Thursday, 31 December 2009

Throughout human history, we have been dependent on machines to survive. Fate, it seems, is not without a sense of irony.

No 39 - The Matrix
Director - Andy and Larry Wachowski

I remember when I first watched this. On VHS at my friends house. It BLEW ME AWAY. Completely. This film was so different from anything else I'd ever seen. It is difficult to imagine because The Matrix has become such a huge part of our culture, everything has copied it - from computer games to adverts. Yet in 1999, this came completely out of the blue, the shock factor is what has probably put it so high up the list. It struck such a chord with me, I loved everything about it... and for ages we all wanted a phone that slid open - seeing them as the height of cool (oh how fast things have moved on).
Amazingly, for a film that made such a shock on its first appearance, you'd have expected it to have dated in the last 10 years and yet, visually it is still as beautiful and vibrant as it was. The phones are bigger and clunkier, the clothes are a bit weird (though I think that comes more out of the director's passion with bondage and S&M - there is a strong fetish cybergoth vibe throughout) but the special effects (with the exception of reflective objects) still look good.
What I like about this film is that I can't really explain the plot. Partly because it is nonsense (although, unlike the sequels, well thought out and intelligent nonsense) and partly because it is so convoluted that you really need to watch the film to get it. However, by making the real world 'virtual' it opens up some exciting possibilities: the rules - such as gravity - can be bent or broken.
This means that the film is a package deal, we get an incredible sci-fi concept which (people can argue) could be the TRUTH and we get some fascinating visuals as people run up walls, float in the air or punch with remarkable force. These visuals are what makes the film so astounding. From the small touches, like the nightmarish interview Neo has at the hand of the agents or the camera panning through TV monitors into real worlds, through to the excessive set pieces. In fact, every fight which occurs with in the Matrix is a great mix of wire work acrobatics and really daring camera work (this was the first film to have the camera whizz past an object as it is frozen in time).... however, all of this culminates into the Lobby scene, a flurry of bullets and dust and swirling black clad figures but one of the most fast paced, visceral and exciting action scenes to have come out of cinema. The thing is, when it comes to action scenes, guns make the action ugly. It doesn't matter how John Woo you go.... there is no real beauty in firing a gun, it is an ugly mechanical process. At least in other forms of attack you have the beauty of skill and agility.... by introducing the bending of the laws we get to have these graceful nimble ballet like moves and impossible leaps accompanying the barrage of gunfire.... and there is something beautifully coming about that last pillar collapsing after all the gunfire. After that one scene, the rest of the film is essentially a barrage of set pieces as Neo takes on the agents of the Matrix.
Among the barrage of special effects we get to witness something truly magical, bullet time. Although.... once again this has been ripped off by everyone. The bullet time scene was something completely new, an entire new way of shooting and just looked so beautiful. It even looks beautiful in Lego (seriously, that Lego scene is almost more impressive than the actual scene.... it is faultless)

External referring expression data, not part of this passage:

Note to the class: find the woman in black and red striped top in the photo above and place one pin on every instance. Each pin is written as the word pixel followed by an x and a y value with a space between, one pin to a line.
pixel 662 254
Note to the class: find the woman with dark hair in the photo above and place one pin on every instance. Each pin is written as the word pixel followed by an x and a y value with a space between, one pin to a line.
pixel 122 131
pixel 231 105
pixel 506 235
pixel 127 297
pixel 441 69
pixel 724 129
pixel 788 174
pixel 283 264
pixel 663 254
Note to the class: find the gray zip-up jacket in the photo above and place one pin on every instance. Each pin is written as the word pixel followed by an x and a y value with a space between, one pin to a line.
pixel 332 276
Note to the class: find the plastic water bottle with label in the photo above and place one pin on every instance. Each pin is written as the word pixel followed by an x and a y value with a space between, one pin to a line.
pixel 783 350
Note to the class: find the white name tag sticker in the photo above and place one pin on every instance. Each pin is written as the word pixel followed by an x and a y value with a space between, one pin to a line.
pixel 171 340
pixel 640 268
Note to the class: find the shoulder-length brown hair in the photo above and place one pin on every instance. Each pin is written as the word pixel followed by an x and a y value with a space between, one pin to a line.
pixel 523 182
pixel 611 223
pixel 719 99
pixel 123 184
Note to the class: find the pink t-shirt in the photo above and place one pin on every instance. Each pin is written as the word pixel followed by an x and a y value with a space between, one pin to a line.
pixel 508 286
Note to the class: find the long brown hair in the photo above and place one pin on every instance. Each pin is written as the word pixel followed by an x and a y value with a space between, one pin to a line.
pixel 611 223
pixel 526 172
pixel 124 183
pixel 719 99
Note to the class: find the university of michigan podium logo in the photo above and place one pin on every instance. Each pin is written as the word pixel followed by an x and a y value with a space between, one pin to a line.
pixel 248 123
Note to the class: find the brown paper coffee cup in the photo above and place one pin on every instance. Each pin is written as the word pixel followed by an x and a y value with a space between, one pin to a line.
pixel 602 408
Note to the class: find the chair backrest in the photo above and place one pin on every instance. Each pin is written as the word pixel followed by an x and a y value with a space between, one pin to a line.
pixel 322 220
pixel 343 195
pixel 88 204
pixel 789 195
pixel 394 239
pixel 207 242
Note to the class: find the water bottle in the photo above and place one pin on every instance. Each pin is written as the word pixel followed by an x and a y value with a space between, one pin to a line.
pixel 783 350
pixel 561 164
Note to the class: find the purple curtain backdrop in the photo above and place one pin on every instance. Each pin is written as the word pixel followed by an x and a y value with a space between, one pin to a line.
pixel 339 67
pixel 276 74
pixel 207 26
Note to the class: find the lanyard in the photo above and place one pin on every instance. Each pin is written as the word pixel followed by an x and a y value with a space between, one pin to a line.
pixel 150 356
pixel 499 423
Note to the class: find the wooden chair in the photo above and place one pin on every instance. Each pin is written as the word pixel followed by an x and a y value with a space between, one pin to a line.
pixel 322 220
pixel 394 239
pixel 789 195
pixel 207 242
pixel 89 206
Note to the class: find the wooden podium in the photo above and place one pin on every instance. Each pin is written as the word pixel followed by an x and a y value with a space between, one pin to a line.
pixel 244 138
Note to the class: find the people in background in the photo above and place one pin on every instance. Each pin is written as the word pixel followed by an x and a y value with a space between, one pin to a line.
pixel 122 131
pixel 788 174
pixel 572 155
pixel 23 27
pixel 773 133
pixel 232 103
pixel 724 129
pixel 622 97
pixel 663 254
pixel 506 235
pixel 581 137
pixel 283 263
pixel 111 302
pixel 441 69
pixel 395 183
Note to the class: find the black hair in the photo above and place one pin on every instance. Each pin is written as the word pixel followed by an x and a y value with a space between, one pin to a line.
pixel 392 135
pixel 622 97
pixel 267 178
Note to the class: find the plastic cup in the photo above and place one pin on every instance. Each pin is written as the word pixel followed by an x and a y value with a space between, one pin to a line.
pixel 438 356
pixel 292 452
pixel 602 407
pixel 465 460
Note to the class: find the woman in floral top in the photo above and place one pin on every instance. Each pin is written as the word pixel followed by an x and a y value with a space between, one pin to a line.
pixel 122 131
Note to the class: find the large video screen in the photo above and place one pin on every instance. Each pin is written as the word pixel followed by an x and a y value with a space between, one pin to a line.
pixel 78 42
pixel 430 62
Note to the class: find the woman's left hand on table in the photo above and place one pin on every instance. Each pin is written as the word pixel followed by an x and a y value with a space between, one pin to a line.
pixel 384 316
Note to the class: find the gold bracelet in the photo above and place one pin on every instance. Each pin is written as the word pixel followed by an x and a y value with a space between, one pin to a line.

Unfortunately, the amazing central concept and revolutionary special effects are a mixed blessing, because they showcase some of the film's weaknesses. Firstly a lot of the dialogue and writing is badly written... this becomes clearer with the sequels where everything becomes ridiculously convoluted. But also none of the acting is that impressive. I mean Keanu has never been the most varied of emoters, but even Carrie Anne Moss and Lawrence Fishburne come of a bit cold and emotionless....
There is one MASSIVE exception to this rule, and ironically it is in a role which demands an emotionless performance. Hugo Weaving is phenomenal as Agent Smith... A program within the Matrix designed to seek those abusing it. He drips with malevolence and barely suppressed rage. Each slowly pronounced word is full of hatred and restraint. You can tell that he is borderline insane, but the restraint and the fact that it is all bottled in is what makes it scary. He is a fabulous villain, in a film where the only other villain is completely ballsed up.
One of Morphius' crew ends up siding with the Agents and rather than creating an interesting story about human weakness and the allure of the Matrix (after all, I'd go back in there if I could dictate how I wanted to be) - they just turn them into a Boo Hiss villain who kills a lot of people and is asexually creepy.... what a shame.
Villains, in this type of film, are more interesting and more enjoyable when they're not just a 'Boo Hiss Baddy'. Agent Smith is, without doubt, the best thing in this film.... and yet in the sequels as he gets more and more insane he becomes less interesting. A parody of his former brilliance.

And so, my final point.... Neo becomes 'The One'.... A man who can see The Matrix for what it is and manipulate it at whim. He can destroy the agents. He can stop bullets. He can fly. Look how bored he is as he fights Agent Smith.... so.... What happens in the next film? The Matrix 'upgrades' its Agents.... why didn't it do that at the start? Why does it even matter - NEO CAN MANIPULATE THE MATRIX AT WHIM! Surely it doesn't matter how powerful an object is when it is essentially going up against an all powerful God.

That is what annoys me, and it has nothing to do with this film. The first Matrix was so clever, so original, so remarkable.... The Wachowskis then sully it with two confused and convoluted unnecessary films.